Her daughter, Jordan, was born healthy, and King’s cancer was again in remission. She followed with hormone therapy, an artificial type of estrogen that wouldn’t feed cancerous cells.
After five years of hormone treatment, King stopped. Doctors didn’t recommend she become pregnant again, but she did. Jameson “J.J.” was born in November 1995.
During spring 2006, King and her family doctor began to have concerns about fibroids in her uterus. She put the outpatient surgery off until August, when her kids were back in school.
A few days after the surgery, her doctor called shocking her with the news that the fibroids showed endometrial stromal sarcoma, a cancer that affects the uterus lining and lining support wall.

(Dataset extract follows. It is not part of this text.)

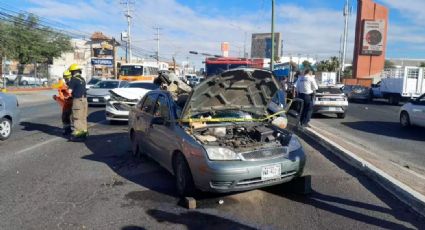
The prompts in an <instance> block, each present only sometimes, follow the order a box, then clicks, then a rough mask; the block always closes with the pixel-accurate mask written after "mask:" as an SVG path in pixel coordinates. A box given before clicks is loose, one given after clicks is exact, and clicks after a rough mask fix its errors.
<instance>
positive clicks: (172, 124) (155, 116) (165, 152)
mask: <svg viewBox="0 0 425 230" xmlns="http://www.w3.org/2000/svg"><path fill="white" fill-rule="evenodd" d="M148 129H149V132H148V135H149V137H148V139H149V142H150V143H151V145H152V158H154V159H155V160H157V161H158V162H159V163H160V164H161V165H163V166H164V167H167V165H168V163H169V159H171V158H170V155H169V153H170V150H169V148H170V146H172V145H173V143H171V142H173V130H172V129H173V122H172V119H171V113H170V101H169V100H168V97H167V96H166V95H164V94H160V95H159V96H158V99H157V102H156V105H155V109H154V113H153V119H152V120H151V123H150V126H149V128H148Z"/></svg>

Endometrial stromal sarcoma is estrogen dependent and might be related to the hormone therapy drug she took after breast cancer. While the drug blocks estrogen from feeding cancer cells in the breast, it might act like estrogen in other tissue, increasing the chance of endometrial or uterine cancer.
She had a hysterectomy in October 2006 at Indiana University Hospital in Indianapolis.
Tests done after the surgery also showed King had peritoneal cancer cells in the lubricating fluid that helps the organs move inside the abdomen. The peritoneum is a thin, delicate sheet of epithelial cells that lines the inside wall of the abdomen and covers the uterus.
She underwent radiation to kill those cancer cells.
As part of her treatment, King’s gynecologist arranged an appointment with an expert in uterine cancers at Sloan-Kettering Hospital in New York. Her doctor prescribed Aromasin, which is designed to eliminate up to 99 percent of the remaining estrogen in her body to starve the cancer cells.
King remembers the doctor telling her, “‘I think if you take this drug, you’ll be OK.’
“That had to be one of the five best days of my life,” King said. “She gave me such a gift by putting it out there so simply.”
As a mother and a sister, King was concerned about her family and did the genetic testing for the gene which might make carriers predisposed to breast cancer. King learned she doesn’t carry the breast cancer gene, which means her sisters and her daughter have about the same risk of breast cancer as the general population.
She also had further testing to see if she had a gene that is associated with people who have multiple cancers, but she does not.
Although she is cancer free, King said she still wonders why she had cancer and why she has survived when others don’t.
She said after her endometrial stromal sarcoma diagnosis, she did a lot of Internet research and much of the information frightened her.
“While I certainly believe wholeheartedly that ‘knowledge is power,’ I remind myself that much of what I read — especially about recurrence and survival — does not pertain to me.
“I refuse to let it pertain to me. I see myself as a survivor and thriver and, if the cancer comes back, I will fight it again,” King said. “God willing, I will survive again.”